Barcellona contemporanea e la rigenerazione del Poblenou
1975 – Barcellona esce dalla dittatura franchista (generale Franco). Questo ha catapultato la Spagna verso una svolta democratica: Barcellona acquista un'autonomia politica e culturale. Crisi petrolifera/economica che avverte anche Barcellona. Barçà era rinchiusa tra le mura. Il governo cittadino dà corpo a un progetto forte di rinascita: urbanistica e architettura sono gli obiettivi.
Il Plan general e le riforme urbanistiche
Durante gli anni della transizione da regime a democrazia viene approvato il Plan general (1946), è ancora vigente ed è stato conservato perché riservava grandi quantità di suolo per il verde (dotazione carente nella Barçà di allora). Il progetto del Poblenou dal punto di vista amministrativo è una variante urbanistica, una modificazione delle parti tecniche di questo piano.
Il primo sindaco nomina assessore all'urbanistica il preside della scuola di architettura Oriol Bohigas. Iniziano una serie di riforme e interventi a favore della cultura.
Interventi nel quartiere Raval e PERI
Sventramento operato nel quartiere del Raval, che si trova a ridosso del centro più antico della città, per aprire una rambla centrale creando uno spazio pubblico in un quartiere che ne era privo. Pur appunto essendo quello il piano vigente, per gli interventi in piccola scala si opera attraverso piani attuativi di dettaglio (piani speciali di riforma interna PERI). I PERI operano dentro comparti abilitati. Stabiliscono quali sono gli edifici da demolire e sostituire e quali le opere pubbliche da eseguire.
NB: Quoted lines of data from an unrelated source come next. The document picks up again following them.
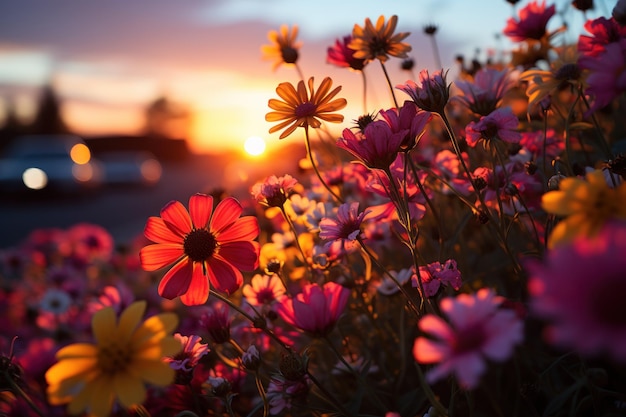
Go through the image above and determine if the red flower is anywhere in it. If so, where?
[278,282,350,336]
[139,194,260,305]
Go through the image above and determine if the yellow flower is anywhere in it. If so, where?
[520,47,586,108]
[261,25,302,70]
[348,15,411,62]
[265,77,348,139]
[46,301,181,417]
[541,170,626,248]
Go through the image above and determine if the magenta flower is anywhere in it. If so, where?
[251,174,298,207]
[379,100,432,150]
[465,107,522,148]
[326,35,366,71]
[413,288,523,389]
[278,282,350,337]
[526,222,626,362]
[578,17,626,56]
[319,202,368,244]
[454,68,515,116]
[578,38,626,113]
[503,0,556,42]
[337,120,409,171]
[412,259,461,297]
[396,70,450,114]
[164,333,209,372]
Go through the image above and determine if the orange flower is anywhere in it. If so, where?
[261,25,302,70]
[348,15,411,62]
[265,77,348,139]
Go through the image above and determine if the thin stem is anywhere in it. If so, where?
[304,126,343,203]
[380,61,398,108]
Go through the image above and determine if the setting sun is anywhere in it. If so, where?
[243,136,265,156]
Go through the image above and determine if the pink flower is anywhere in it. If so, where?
[326,35,366,71]
[164,333,209,372]
[319,202,368,244]
[413,288,523,389]
[503,0,556,42]
[412,259,461,297]
[252,174,298,207]
[454,68,515,116]
[139,194,260,305]
[578,38,626,113]
[396,70,450,114]
[578,17,626,56]
[526,222,626,362]
[242,274,285,306]
[465,107,522,147]
[278,282,350,336]
[337,120,409,170]
[379,101,432,149]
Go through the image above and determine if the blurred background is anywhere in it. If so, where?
[0,0,616,248]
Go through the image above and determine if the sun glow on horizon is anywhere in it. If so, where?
[243,136,265,156]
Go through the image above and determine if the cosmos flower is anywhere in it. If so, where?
[320,202,368,244]
[139,193,260,305]
[349,15,411,63]
[326,35,366,71]
[541,170,626,248]
[265,77,348,139]
[278,282,350,336]
[526,221,626,362]
[261,25,302,70]
[251,174,298,207]
[242,274,285,306]
[413,288,523,389]
[46,301,181,417]
[503,0,556,42]
[465,107,522,147]
[396,69,450,114]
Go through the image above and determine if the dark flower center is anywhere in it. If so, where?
[183,229,217,262]
[294,101,317,118]
[554,64,581,81]
[280,46,298,64]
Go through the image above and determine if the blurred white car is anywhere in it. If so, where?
[0,135,103,193]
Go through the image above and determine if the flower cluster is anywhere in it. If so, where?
[0,1,626,417]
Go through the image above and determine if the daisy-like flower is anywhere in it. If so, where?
[251,174,298,207]
[337,120,409,171]
[503,0,556,42]
[326,35,366,71]
[541,170,626,248]
[265,77,348,139]
[454,68,515,116]
[396,69,450,114]
[46,301,181,417]
[413,288,523,389]
[278,282,350,336]
[520,47,586,108]
[349,15,411,63]
[526,221,626,362]
[242,274,285,306]
[320,202,368,244]
[465,107,522,148]
[261,25,302,70]
[139,194,260,305]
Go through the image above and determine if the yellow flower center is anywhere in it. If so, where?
[98,343,131,375]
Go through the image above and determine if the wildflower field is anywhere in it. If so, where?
[0,0,626,417]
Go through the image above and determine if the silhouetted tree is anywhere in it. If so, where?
[145,96,190,139]
[28,84,70,134]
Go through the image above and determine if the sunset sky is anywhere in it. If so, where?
[0,0,615,152]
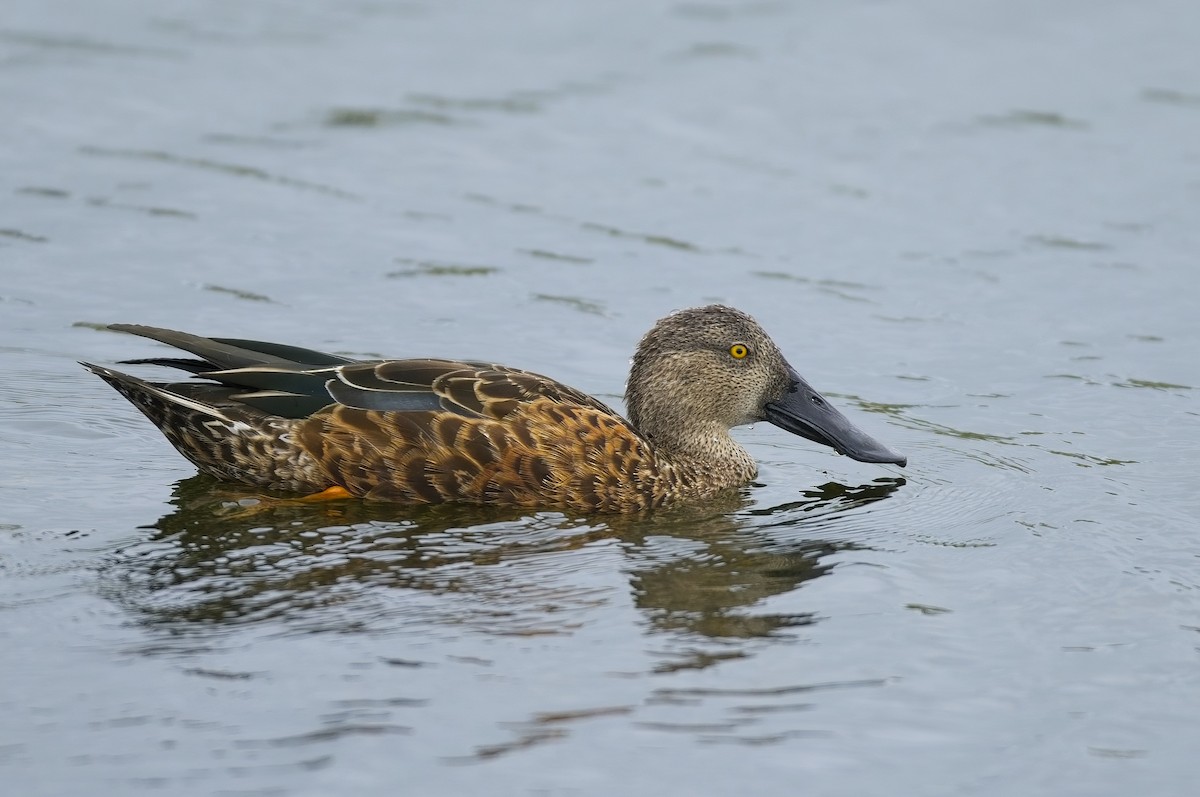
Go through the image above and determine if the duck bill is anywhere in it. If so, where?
[764,366,908,467]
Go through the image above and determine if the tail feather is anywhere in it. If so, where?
[109,324,354,371]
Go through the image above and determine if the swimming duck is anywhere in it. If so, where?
[82,305,906,511]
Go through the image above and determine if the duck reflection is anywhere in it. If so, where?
[103,475,905,641]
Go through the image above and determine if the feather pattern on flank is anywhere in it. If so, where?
[84,306,904,511]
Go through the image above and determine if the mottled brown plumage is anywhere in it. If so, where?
[84,306,904,511]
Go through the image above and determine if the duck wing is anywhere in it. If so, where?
[109,324,616,420]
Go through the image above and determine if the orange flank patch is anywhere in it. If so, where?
[296,485,354,503]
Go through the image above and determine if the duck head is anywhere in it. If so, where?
[625,305,907,467]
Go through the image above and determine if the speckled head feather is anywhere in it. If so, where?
[84,305,904,511]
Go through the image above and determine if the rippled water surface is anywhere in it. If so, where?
[0,0,1200,797]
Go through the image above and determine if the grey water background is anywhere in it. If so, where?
[0,0,1200,796]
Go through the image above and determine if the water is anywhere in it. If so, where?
[0,0,1200,797]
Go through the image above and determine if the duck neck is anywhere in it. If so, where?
[642,423,758,492]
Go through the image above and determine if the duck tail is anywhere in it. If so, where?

È ad una scala intermedia tra il piano generale in cui è assente ogni piano architettonico, e un piano in cui è presente il dettaglio della scala architettonica.
Progetti realizzati e modernizzazione degli spazi pubblici
Tra l'80 e l'87 sono circa 100 i progetti che si riescono a realizzare. Apertura strade pedonali, ramblas. L'intervento agisce sullo spazio pubblico della città, per modernizzarlo ad uso intero della cittadinanza.
Il moll de la fusta e la riqualificazione del lungomare
Il moll de la fusta è importante perché è il primo intervento sul lungomare. Opera di Mauel de Sola-Morales. C'era una barriera molto forte tra mare e terra interrotta solo dal porto. Questo è un intervento che porta di nuovo il lungomare a riaprirsi. Buona parte della spiaggia era costituita da abitazioni precarie. Il progetto è una passeggiata alberata da palme, alla quale si accompagna il recupero della spiaggia per utilizzo anche balneare.
La necessità di progetti ambiziosi
Abbastanza rapidamente diventa chiaro che i piccoli interventi non sono sufficienti perché sono circoscritti. Occorre un progetto ancora più ambizioso per essere più attrattiva e competitiva all'interno di una comunità europea, per vendere i suoi prodotti. La candidatura vince. Un anno dopo viene eletto il sindaco Maragall, uno degli artefici e protagonisti dell'economia di Barcellona. L'economia era basata inizialmente su manifattura e Maragall la spinge verso il terziario.